However, tradition methods for concentrating protein such as membrane dialysis, TCA precipitation and membrane filtering are often not applicable in micro purification procedures due to large percentage of sample loss. Drying down protein samples will lead to high concentration of salt any other chemicals that may interfere with gel electrophoresis.

Based on our experience, we suggest a simple and rapid method in which proteins are bound to some reverse phase beads packed in a micro-column, washed to remove salt, and elute with SDS loading buffer (with or without boiling) before loading on gel. We have been using GeneClean from Stratagene and R1/R2 from Applied System and each method offers a good sample recovery.

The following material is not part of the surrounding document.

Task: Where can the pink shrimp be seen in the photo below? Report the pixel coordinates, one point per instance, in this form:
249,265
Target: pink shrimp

Some other micro-scale, protein-concentrating methods also have been reported to effectively concentrate protein sample without significant protein loss. Eluting proteins from an affinity column with an SDS-PAGE sample-loading buffer can reduce sample volume but more non-specific, bound proteins may show up.

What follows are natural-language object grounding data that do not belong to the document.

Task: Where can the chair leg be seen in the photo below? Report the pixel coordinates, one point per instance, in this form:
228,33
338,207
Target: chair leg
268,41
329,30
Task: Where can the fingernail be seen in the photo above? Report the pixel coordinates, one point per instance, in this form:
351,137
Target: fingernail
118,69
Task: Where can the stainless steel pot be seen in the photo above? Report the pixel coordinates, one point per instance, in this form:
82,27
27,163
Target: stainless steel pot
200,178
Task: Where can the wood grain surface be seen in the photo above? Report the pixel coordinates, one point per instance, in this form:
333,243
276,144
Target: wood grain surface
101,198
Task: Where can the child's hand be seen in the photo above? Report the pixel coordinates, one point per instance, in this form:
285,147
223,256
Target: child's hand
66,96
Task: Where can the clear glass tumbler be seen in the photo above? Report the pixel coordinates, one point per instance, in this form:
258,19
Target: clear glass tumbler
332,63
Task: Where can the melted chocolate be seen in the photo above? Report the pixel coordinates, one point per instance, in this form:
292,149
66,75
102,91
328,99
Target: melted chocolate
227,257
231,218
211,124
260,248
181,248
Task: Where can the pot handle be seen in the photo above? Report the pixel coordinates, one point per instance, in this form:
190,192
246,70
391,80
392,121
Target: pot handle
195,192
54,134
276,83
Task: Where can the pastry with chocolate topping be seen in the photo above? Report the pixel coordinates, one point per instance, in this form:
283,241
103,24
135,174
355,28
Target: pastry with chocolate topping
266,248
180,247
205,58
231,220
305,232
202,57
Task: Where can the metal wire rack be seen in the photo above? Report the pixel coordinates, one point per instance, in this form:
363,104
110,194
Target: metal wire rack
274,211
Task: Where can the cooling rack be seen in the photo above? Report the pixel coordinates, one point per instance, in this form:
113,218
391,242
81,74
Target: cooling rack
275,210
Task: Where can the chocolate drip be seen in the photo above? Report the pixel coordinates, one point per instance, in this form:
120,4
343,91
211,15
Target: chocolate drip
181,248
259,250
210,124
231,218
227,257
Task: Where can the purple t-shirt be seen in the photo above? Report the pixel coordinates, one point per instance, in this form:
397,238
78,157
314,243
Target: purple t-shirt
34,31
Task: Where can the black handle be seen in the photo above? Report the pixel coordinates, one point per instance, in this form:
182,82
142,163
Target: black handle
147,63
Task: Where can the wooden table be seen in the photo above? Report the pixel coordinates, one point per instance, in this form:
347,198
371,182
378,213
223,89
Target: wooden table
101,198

However, since each protein has its unique properties and different purification procedures may result in different samples, researchers are strongly encouraged to determine and optimize their best sample concentrating procedures. In principle, the way of concentrating sample will have no effect on the subsequent MS protein identification step for a gel separated protein. So the effectiveness of a sample concentrating method can be easily judged by sample recovery rate and behavior of such sample during gel electrophoresis, which can be monitored by running a SDS PAGE loaded with pre-concentrated and post-concentrated samples at the same amount.